# Accidentally Unplugged During Update Installation



## Dell Fan (Jan 1, 2009)

*My mini laptop was starting to install 24 updates. It was on 5 when it was accidentally unplugged & turned off (because the monitor went dark & someone thought it was done). When I noticed the power light blinking & realized the installations weren't done, I repluggled it, but it's been frozen on installing 5 of 24 updates for the last 2 hrs & the computer bottom feels hot & the cord is very hot.

I already pressed ctrl+alt+delete, but nothing happens. I turned the swtich off again & the power light kept blinking, but the screen that says installing 5 of 24 comes back. 

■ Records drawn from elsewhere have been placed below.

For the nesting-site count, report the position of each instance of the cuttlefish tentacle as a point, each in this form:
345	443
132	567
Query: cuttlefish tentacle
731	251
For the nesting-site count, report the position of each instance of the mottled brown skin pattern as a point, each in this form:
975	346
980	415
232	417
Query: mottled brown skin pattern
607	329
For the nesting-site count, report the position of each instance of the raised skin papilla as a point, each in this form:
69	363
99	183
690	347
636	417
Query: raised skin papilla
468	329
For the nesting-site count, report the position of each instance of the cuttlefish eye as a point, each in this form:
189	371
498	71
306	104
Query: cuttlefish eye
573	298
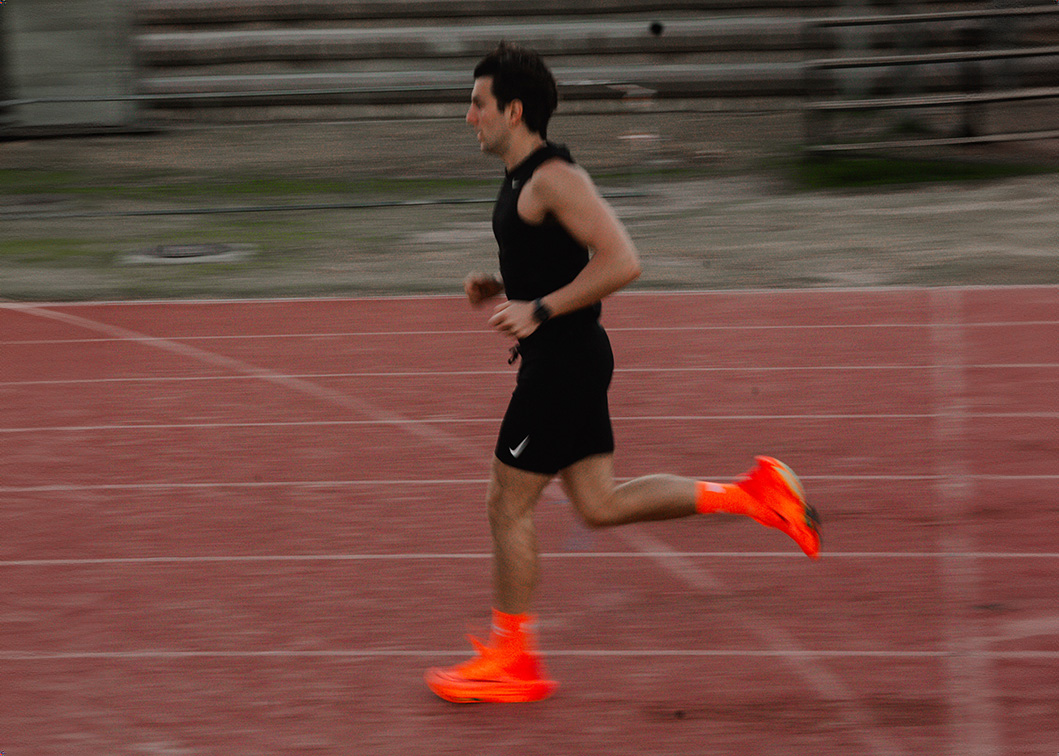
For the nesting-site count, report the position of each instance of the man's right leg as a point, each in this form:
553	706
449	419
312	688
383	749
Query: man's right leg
507	668
770	493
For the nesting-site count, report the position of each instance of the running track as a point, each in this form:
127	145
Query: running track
246	527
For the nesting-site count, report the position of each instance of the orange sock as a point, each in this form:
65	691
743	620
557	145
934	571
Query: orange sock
723	497
515	629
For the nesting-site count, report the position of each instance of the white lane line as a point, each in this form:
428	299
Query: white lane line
510	372
810	669
352	402
208	485
974	727
799	654
827	417
479	331
473	556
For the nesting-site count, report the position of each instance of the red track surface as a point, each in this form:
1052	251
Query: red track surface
247	528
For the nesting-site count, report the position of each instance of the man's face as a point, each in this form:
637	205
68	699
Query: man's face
489	123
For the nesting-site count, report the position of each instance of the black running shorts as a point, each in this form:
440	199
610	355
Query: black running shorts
558	412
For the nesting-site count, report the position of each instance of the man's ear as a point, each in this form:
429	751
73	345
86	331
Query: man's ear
514	111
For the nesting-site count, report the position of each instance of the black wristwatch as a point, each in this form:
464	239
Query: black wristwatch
540	311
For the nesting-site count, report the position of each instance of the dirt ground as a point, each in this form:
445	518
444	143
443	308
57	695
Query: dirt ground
703	194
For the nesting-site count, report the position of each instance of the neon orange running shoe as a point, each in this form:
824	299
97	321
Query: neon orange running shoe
783	498
509	673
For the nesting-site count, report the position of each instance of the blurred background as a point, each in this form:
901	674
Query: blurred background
228	147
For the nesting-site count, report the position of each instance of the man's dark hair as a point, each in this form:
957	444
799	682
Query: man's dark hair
520	73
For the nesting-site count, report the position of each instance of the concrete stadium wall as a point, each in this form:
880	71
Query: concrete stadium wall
67	50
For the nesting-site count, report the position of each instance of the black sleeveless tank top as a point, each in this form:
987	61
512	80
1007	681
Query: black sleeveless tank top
535	261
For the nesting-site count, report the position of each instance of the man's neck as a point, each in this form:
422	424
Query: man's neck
522	148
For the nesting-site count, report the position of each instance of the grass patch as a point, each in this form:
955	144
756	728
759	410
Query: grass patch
867	172
161	186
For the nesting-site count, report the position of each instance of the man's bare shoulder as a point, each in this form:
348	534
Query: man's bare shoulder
558	181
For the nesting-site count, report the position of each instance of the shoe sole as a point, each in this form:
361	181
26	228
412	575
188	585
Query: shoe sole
492	693
810	518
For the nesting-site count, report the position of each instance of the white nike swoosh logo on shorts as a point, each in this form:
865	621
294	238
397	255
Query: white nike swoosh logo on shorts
520	448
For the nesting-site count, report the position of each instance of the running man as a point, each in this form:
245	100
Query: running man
562	250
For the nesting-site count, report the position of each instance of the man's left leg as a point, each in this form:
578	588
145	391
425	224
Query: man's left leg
508	667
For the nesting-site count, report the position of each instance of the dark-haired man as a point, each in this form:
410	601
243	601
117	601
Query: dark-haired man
562	250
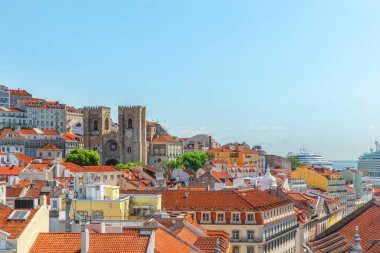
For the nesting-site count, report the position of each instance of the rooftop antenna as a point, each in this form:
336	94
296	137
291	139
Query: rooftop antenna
357	248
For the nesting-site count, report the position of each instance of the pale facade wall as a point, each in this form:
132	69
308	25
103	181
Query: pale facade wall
3	196
39	224
112	210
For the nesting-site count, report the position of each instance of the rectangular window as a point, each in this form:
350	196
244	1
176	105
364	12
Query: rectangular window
54	204
97	215
235	234
250	234
206	217
220	217
236	217
83	214
251	217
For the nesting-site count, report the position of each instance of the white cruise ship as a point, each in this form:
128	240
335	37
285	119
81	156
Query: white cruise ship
311	159
370	163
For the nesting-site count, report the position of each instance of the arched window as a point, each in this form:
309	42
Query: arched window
107	124
95	125
130	125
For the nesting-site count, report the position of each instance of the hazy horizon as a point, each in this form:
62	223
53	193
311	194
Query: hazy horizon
284	75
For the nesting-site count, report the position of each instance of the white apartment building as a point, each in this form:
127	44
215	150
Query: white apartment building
5	96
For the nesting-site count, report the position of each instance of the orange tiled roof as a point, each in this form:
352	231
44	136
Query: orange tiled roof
23	157
367	231
103	168
49	147
14	227
241	200
13	192
164	139
186	234
168	242
262	200
33	193
58	242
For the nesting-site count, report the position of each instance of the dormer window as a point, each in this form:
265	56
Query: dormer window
220	218
206	217
250	218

How do I get out of this & still get the updates later? Thanks.*


----------



## Clucker99 (Mar 2, 2012)

System restore or on boot menu hit f12 safe boot then last good known connection or boot


----------



## Dell Fan (Jan 1, 2009)

*This mini laptop doesn't have any of the F & # keys, so what's the reboot key(s) to press?

By the way, when I say it's frozen, the installation ring is still moving, but it's just still been on 5 or 24 updates forever.*


----------



## Dell Fan (Jan 1, 2009)

*OK, after waiting a while, I couldn't take it anymore & turned off the power button to make it stop. It turned off this time w/o the blinking & I turned it back on to make sure it was alright. It seems to be good now.

Thanks anyway.*


----------



## Dell Fan (Jan 1, 2009)

*Uh-oh. I thought I had it back to normal. I shut it off & I tried to turn it off. Now it's been stuck spinning on update 11 of 24 for the past few hrs. I'll have to close this up before I go to bed!*


----------